Im Übrigen wäre eine auf der Wehrpflicht beruhende unterschiedliche Behandlung von Söhnen und Töchtern mit Art. 3 Abs. 2 oder Abs. 3 GG vereinbar. Denn nach Art. 12a Abs. 1 GG dürfen nur Männer der allgemeinen Wehrpflicht unterworfen und nur Wehrpflichtige, die aus Gewissensgründen den Kriegsdienst mit der Waffe verweigern, zum Zivildienst verpflichtet werden (Art. 12a Abs. 2 GG). Da Art. 12a GG den gleichen verfassungsrechtlichen Rang wie Art. 3 Abs. 2 und 3 GG hat, verstößt die Beschränkung der Wehrpflicht auf Männer nicht gegen das Diskriminierungsverbot (Urteil des BVerfG vom 13. April 1978 2 BvF 1/77 u.a., BVerfGE 48, 127; Beschluss des BVerfG vom 27. März 2002 2 BvL 2/02, Neue Juristische Wochenschrift 2002, 1709). Daraus folgt, dass eine an die Wehrpflicht anknüpfende unterschiedliche Berücksichtigung von Söhnen und Töchtern beim Kindergeld ebenfalls verfassungsrechtlichen Vorgaben entspräche.

Die unterschiedliche steuerrechtliche Berücksichtigung von Kindern, die einen Friedensdienst im Ausland leisten, verstößt auch nicht gegen den allgemeinen Gleichheitssatz des Art. 3 Abs. 1 GG.

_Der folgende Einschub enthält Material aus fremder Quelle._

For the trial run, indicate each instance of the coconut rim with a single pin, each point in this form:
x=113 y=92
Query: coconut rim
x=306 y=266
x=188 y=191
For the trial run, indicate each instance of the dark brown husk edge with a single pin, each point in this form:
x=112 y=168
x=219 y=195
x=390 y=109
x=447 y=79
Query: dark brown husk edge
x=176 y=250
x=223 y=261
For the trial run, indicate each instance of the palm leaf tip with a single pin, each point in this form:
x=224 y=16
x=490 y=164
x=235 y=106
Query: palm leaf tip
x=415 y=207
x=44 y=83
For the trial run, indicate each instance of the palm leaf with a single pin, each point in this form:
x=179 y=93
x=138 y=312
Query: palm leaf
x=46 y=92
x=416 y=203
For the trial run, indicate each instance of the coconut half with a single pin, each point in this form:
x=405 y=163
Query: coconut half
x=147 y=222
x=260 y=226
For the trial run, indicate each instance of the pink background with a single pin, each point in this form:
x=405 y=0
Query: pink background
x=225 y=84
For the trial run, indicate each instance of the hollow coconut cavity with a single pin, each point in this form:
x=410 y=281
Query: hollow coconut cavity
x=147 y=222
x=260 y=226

Einen Friedensdienst im Ausland sieht der Gesetzgeber als eine angemessene, dem Zivildienst gleichwertige Tätigkeit für anerkannte Kriegsdienstverweigerer an. Als hoheitlicher staatlicher Dienst kann der Zivildienst aber nur auf dem Gebiet der Bundesrepublik Deutschland geleistet werden. Deshalb kann ein Dienst im Ausland nur durch Freistellung vom Zivildienst berücksichtigt werden (Amtliche Begründung zu Art. 4 Nr. 5 des Gesetzes vom 13. Juni 1986, BRDrucks 483/85). Damit entfällt auch der gesetzliche Anspruch auf Besoldung nach § 35 Abs. 1 ZDG i.V.m. § 2 ff. des Wehrsoldgesetzes (insbesondere Wehrsold, Verpflegung und Unterbringung, Dienstbekleidung, Heilfürsorge, besondere Zuwendung, Entlassungsgeld) und gegebenenfalls Leistungen zur Sicherung des Lebensbedarfs nach dem Unterhaltssicherungsgesetz (§ 78 ZDG). Da der Friedensdienst im Ausland nach § 14b Abs. 1 Satz 1 Nr. 2 ZDG unentgeltlich zu leisten ist, geht der Gesetzgeber davon aus, dass den Eltern weiterhin Unterhaltsaufwendungen für den Sohn entstehen. Dies gilt zwar für alle Eltern, deren Kinder einen Friedensdienst im Ausland absolvieren. Die unterschiedliche Behandlung ist jedoch dadurch gerechtfertigt, dass ein zum Wehrdienst herangezogenes Kind, das den Kriegsdienst verweigert, zum Zivildienst oder an dessen Stelle zu einem Friedensdienst im Ausland verpflichtet ist, während andere Kinder --wie die Tochter des Klägers-- diesen Dienst freiwillig erbringen.